The impact of hearing loss?
- Functional Impact –
One of the main impacts of hearing loss is on the individual’s ability to communicate with others. Spoken language development is often delayed in children with unaddressed hearing loss.
Unaddressed hearing loss and ear diseases such as otitis media can have a significantly adverse effect on the academic performance of children. They often have increased rates of grade failure and greater need for education assistance. Access to suitable accommodations is important for optimal learning experiences but are not always available.

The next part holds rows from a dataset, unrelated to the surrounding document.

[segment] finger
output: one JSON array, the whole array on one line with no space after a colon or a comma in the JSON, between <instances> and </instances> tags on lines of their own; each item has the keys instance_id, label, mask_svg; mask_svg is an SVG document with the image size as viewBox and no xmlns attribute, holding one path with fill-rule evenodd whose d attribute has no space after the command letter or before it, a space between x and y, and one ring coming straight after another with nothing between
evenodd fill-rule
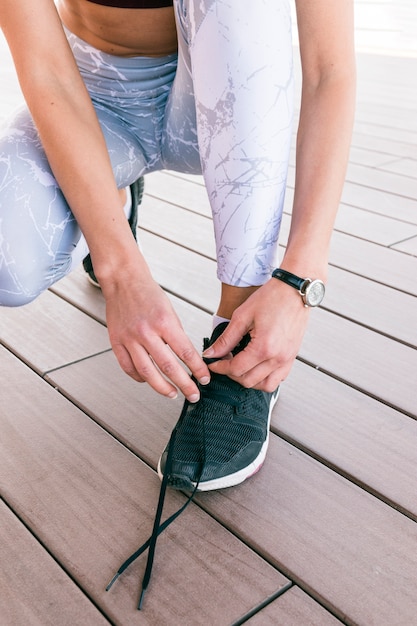
<instances>
[{"instance_id":1,"label":"finger","mask_svg":"<svg viewBox=\"0 0 417 626\"><path fill-rule=\"evenodd\" d=\"M152 389L163 396L169 398L177 397L176 387L162 376L151 356L142 346L135 347L130 353L123 346L119 346L116 354L118 358L119 354L122 356L122 361L119 359L119 363L131 378L139 382L148 383Z\"/></svg>"},{"instance_id":2,"label":"finger","mask_svg":"<svg viewBox=\"0 0 417 626\"><path fill-rule=\"evenodd\" d=\"M180 337L178 334L175 336L166 336L164 340L180 361L188 367L194 378L202 385L207 385L207 383L210 382L210 370L207 364L204 363L201 355L194 348L185 333Z\"/></svg>"},{"instance_id":3,"label":"finger","mask_svg":"<svg viewBox=\"0 0 417 626\"><path fill-rule=\"evenodd\" d=\"M259 389L260 391L268 391L272 393L278 389L280 385L285 381L285 378L281 378L281 374L277 374L274 372L264 380L262 380L258 385L255 385L254 389Z\"/></svg>"},{"instance_id":4,"label":"finger","mask_svg":"<svg viewBox=\"0 0 417 626\"><path fill-rule=\"evenodd\" d=\"M160 372L174 383L190 402L197 402L200 397L197 385L190 378L189 374L185 371L172 349L167 344L163 341L155 340L152 346L152 359L158 366ZM198 359L202 361L201 357L198 357ZM188 358L188 360L190 359ZM205 366L204 362L203 365ZM204 373L206 376L203 376L203 378L207 378L207 376L210 375L207 366L204 367Z\"/></svg>"},{"instance_id":5,"label":"finger","mask_svg":"<svg viewBox=\"0 0 417 626\"><path fill-rule=\"evenodd\" d=\"M236 375L233 372L234 368L231 367L230 361L216 361L210 365L210 369L218 374L228 376L248 389L260 389L268 392L275 391L288 374L286 366L277 367L275 361L272 360L264 361L242 375Z\"/></svg>"},{"instance_id":6,"label":"finger","mask_svg":"<svg viewBox=\"0 0 417 626\"><path fill-rule=\"evenodd\" d=\"M268 361L256 363L253 367L245 370L241 366L238 356L233 357L231 360L216 361L210 364L209 367L212 372L228 376L248 388L258 385L274 370L273 366Z\"/></svg>"},{"instance_id":7,"label":"finger","mask_svg":"<svg viewBox=\"0 0 417 626\"><path fill-rule=\"evenodd\" d=\"M145 382L144 379L141 378L138 372L136 371L133 361L130 358L130 354L126 350L126 348L122 345L113 345L112 348L119 362L119 365L122 368L122 370L125 372L125 374L133 378L133 380L136 380L136 382L138 383L144 383Z\"/></svg>"},{"instance_id":8,"label":"finger","mask_svg":"<svg viewBox=\"0 0 417 626\"><path fill-rule=\"evenodd\" d=\"M233 318L216 341L203 352L203 356L208 358L221 358L226 356L233 348L236 348L238 343L248 332L249 328L246 324Z\"/></svg>"}]
</instances>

- Social and Emotional Impact – Exclusion from communication can have a significant impact on everyday life, causing feelings of loneliness, isolation, and frustration, particularly among older people with hearing loss.
- Economic Impact –
WHO estimates that unaddressed hearing loss poses an annual global cost of US$ 750 billion. This includes health sector costs (excluding the cost of hearing devices), costs of educational support, loss of productivity, and societal costs.
In developing countries, children with hearing loss and deafness rarely receive any schooling. Adults with hearing loss also have a much higher unemployment rate. Among those who are employed, a higher percentage of people with hearing loss are in the lower grades of employment compared with the general workforce.
Improving access to education and vocational rehabilitation services, and raising awareness especially among employers about the needs of people with hearing loss, will decrease unemployment rates for people with hearing loss.
For me, the social and emotional impact of having a hearing loss is huge. Please take care of yourself.